Schillers Schädel – das Geheimnis
Die Glocken läuteten Mitternacht,
als ein billiger Sarg am 12. Mai 1805 durch die menschenleeren Straßen Weimars
getragen wurde. Darin lag der schnell verwesende Körper Friedrich Schillers,
des Dichters, Philosophen, Historikers, Dramatikers und Rebellen, der drei Tage
früher gestorben ist. Der Sarg
wird auf den lokalen Jacob-Friedhof getragen, wo
die Leiche ohne Zeremonie in einem ganz gewöhnlichen Grab „ohne milden Klang
der Musik und ohne ein Wort eines Priesters oder Freundes“, so Thomas Mann
1955.
Das schnelle Begräbnis entsprach
nicht der Bedeutung eines der größten deutschen Dichter. 1826 wurde das
Massengrab geöffnet, um Schiller ein seiner Person angemessenes Begräbnis zu
organisieren, aber der Körper war bis zur Unkenntlichkeit verwest. Unter den 23
entdeckten Schädeln Schillers Schädel zu erkennen, grenzte an Unmöglichkeit:
Die bedeutenden Persönlichkeiten Weimars suchten einfach den größten Schädel
aus. Schillers Freund Johann Wolfgang Goethe nahm ihn später mit nach Hause.

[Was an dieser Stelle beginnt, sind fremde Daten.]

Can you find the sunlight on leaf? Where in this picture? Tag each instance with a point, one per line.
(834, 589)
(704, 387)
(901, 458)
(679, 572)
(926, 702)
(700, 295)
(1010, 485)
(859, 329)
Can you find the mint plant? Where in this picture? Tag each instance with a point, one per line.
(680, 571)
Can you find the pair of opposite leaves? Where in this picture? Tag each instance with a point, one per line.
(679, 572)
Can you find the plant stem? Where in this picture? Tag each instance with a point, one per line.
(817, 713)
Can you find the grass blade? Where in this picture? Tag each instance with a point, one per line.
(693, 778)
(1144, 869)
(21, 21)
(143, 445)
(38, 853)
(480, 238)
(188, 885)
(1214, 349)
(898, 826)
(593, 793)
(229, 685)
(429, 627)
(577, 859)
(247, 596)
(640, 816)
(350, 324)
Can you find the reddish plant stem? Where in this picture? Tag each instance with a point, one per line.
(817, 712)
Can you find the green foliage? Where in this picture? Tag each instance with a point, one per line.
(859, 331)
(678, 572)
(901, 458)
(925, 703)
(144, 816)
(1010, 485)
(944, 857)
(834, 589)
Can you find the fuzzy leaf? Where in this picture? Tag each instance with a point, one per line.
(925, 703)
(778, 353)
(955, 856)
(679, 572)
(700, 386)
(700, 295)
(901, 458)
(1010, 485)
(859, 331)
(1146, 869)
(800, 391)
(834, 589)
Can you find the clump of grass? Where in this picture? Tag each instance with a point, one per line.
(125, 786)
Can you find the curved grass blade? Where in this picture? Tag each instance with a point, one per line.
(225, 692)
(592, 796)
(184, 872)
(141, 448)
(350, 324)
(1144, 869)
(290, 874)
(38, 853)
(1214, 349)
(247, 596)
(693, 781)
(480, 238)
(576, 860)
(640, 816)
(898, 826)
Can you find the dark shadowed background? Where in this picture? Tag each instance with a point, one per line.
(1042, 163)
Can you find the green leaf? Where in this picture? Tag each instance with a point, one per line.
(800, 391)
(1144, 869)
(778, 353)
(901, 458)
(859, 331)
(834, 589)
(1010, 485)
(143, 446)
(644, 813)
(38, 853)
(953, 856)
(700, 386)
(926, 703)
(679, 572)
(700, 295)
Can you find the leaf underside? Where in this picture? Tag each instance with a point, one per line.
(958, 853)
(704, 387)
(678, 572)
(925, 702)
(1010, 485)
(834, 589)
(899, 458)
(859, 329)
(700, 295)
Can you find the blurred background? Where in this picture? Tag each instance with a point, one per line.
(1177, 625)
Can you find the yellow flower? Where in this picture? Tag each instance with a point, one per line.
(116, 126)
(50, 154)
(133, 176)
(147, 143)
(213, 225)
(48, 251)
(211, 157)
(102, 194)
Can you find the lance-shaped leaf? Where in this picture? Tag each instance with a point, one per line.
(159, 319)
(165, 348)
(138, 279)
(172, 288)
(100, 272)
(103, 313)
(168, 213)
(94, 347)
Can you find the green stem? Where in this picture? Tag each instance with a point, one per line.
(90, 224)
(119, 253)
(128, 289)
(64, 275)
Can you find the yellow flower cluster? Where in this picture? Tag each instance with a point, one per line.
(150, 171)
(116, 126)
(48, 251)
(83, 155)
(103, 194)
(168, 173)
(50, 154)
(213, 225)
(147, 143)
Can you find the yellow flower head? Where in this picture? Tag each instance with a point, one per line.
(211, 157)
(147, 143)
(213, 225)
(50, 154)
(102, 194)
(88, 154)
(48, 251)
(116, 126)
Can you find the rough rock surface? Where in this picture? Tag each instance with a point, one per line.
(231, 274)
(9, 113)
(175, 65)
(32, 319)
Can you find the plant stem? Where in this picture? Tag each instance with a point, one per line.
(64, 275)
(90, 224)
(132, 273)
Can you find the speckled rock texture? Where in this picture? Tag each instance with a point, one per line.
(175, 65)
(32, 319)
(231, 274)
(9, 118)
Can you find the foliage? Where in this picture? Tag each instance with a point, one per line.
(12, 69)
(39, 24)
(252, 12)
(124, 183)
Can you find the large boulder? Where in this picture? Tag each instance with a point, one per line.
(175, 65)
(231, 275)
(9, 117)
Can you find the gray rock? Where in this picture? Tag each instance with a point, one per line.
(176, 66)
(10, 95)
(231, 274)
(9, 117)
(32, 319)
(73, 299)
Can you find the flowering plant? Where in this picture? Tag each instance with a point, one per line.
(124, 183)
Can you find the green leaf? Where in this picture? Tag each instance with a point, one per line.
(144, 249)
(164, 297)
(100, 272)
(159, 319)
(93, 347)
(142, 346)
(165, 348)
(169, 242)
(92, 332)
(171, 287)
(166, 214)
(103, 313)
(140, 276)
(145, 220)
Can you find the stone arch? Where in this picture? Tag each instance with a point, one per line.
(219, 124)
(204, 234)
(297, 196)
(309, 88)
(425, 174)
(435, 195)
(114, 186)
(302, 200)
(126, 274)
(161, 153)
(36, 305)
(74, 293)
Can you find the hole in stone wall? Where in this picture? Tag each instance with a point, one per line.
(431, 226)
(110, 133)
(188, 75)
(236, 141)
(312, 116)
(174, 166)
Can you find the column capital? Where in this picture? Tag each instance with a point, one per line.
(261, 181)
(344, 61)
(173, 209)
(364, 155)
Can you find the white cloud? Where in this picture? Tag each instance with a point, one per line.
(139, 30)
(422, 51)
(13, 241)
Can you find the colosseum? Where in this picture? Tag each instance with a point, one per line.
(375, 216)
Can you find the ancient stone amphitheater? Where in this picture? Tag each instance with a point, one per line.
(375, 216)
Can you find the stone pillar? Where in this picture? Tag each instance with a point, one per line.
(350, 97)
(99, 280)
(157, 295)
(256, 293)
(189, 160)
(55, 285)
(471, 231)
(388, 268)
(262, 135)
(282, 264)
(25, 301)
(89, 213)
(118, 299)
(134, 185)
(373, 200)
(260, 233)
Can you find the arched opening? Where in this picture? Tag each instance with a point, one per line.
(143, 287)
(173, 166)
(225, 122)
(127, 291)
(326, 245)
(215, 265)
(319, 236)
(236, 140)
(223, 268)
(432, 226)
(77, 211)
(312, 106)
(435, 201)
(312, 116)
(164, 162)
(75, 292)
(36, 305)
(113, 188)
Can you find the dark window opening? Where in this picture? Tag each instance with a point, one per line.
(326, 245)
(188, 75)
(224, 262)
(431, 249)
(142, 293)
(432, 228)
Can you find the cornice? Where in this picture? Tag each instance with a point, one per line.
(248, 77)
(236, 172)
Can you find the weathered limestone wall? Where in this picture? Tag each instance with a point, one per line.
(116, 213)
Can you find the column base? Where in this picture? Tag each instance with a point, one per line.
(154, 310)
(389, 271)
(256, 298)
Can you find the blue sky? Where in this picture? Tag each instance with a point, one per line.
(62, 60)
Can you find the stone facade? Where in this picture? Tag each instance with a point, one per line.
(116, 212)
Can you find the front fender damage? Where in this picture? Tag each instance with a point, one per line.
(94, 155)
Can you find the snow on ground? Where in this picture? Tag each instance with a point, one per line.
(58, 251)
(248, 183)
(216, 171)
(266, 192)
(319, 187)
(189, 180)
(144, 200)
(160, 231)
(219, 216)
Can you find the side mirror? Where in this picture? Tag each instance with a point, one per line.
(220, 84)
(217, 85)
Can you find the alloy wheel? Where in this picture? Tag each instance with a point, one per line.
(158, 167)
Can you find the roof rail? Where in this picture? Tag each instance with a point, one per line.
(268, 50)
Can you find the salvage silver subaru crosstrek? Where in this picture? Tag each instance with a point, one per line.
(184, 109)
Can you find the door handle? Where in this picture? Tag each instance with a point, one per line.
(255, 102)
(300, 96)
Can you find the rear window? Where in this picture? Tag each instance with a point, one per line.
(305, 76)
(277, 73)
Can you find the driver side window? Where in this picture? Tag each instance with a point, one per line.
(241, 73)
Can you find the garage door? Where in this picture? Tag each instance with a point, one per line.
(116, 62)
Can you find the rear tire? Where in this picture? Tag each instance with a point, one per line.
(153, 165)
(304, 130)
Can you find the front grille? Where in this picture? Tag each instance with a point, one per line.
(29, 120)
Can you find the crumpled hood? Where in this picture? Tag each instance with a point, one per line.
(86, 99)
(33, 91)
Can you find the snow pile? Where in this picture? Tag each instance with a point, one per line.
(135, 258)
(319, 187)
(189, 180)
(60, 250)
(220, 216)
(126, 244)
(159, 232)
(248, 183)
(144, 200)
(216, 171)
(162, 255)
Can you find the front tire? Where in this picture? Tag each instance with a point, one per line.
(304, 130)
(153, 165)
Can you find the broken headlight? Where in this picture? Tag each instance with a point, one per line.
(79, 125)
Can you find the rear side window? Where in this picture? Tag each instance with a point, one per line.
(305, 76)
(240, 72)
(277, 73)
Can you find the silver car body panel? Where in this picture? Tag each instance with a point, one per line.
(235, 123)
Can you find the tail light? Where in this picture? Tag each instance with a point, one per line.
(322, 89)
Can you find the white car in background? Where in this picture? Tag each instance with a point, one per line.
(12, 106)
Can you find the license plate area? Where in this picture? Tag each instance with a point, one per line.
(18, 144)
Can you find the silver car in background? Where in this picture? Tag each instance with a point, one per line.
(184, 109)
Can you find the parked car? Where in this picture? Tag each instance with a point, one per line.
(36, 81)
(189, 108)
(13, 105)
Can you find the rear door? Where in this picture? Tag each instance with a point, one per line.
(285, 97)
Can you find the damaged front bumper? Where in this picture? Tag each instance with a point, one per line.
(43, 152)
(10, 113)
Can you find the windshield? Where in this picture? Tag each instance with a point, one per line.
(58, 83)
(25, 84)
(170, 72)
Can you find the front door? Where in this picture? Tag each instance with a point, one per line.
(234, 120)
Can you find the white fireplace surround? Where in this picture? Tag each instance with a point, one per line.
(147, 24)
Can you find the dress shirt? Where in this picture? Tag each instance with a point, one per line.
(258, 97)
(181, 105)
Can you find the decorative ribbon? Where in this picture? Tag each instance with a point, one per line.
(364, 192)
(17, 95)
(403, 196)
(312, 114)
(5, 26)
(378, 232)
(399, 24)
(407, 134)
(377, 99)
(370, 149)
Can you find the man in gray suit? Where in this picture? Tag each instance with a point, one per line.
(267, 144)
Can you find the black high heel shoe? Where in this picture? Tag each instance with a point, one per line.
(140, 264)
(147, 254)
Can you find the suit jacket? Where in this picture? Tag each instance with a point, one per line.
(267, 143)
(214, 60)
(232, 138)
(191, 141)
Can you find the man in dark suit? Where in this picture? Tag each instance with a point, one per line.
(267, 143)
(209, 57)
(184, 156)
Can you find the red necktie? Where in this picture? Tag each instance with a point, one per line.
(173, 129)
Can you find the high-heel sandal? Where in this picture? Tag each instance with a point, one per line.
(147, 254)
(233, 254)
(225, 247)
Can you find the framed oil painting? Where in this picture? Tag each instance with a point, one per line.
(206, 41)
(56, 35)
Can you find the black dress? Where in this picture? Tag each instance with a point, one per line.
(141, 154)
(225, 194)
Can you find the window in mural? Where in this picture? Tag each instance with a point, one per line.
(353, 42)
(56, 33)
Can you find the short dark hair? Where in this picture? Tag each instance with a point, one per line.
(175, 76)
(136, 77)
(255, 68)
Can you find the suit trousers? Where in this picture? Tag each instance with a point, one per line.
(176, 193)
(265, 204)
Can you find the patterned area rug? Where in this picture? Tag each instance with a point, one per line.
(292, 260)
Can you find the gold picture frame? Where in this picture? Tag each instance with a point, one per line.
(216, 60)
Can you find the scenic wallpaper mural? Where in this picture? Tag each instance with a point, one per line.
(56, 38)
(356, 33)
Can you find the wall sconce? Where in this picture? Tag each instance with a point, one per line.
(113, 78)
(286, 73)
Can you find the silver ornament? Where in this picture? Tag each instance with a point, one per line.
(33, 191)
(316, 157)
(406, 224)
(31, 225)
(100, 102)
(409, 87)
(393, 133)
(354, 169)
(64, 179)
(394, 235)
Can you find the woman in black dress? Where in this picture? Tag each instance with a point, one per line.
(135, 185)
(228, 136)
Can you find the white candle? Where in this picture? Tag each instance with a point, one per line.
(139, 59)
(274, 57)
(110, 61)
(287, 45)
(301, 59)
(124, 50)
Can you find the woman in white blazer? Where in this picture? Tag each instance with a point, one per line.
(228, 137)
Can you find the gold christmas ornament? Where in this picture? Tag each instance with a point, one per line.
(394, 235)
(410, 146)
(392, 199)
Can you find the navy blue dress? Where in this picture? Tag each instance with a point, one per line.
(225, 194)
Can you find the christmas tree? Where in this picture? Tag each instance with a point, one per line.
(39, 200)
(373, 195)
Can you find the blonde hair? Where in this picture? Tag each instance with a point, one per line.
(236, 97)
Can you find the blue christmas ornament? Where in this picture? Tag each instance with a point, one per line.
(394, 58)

Ein anderer angeblicher Schillers Schädel kam ins Museum.
Welcher von den beiden war aber
tatsächlich Schillers Schädel? Wissenschaftler wollen das Geheimnis lüften. Sie
vergleichen die zwei Schädeln entnommene DNA mit der DNA des zweiten Sohnes von
Schiller, Ernst Friedrich Wilhelms, der am 19. Juli in Bonn exhumiert wurde.
„Endlich wird sich herausstellen, welcher der beiden Schädel Schiller gehörte –
oder ob vielleicht keiner der beiden Schillers Schädel ist“, sagt die
Anthropologin Ursula Wittwer-Backofen aus Freiburg.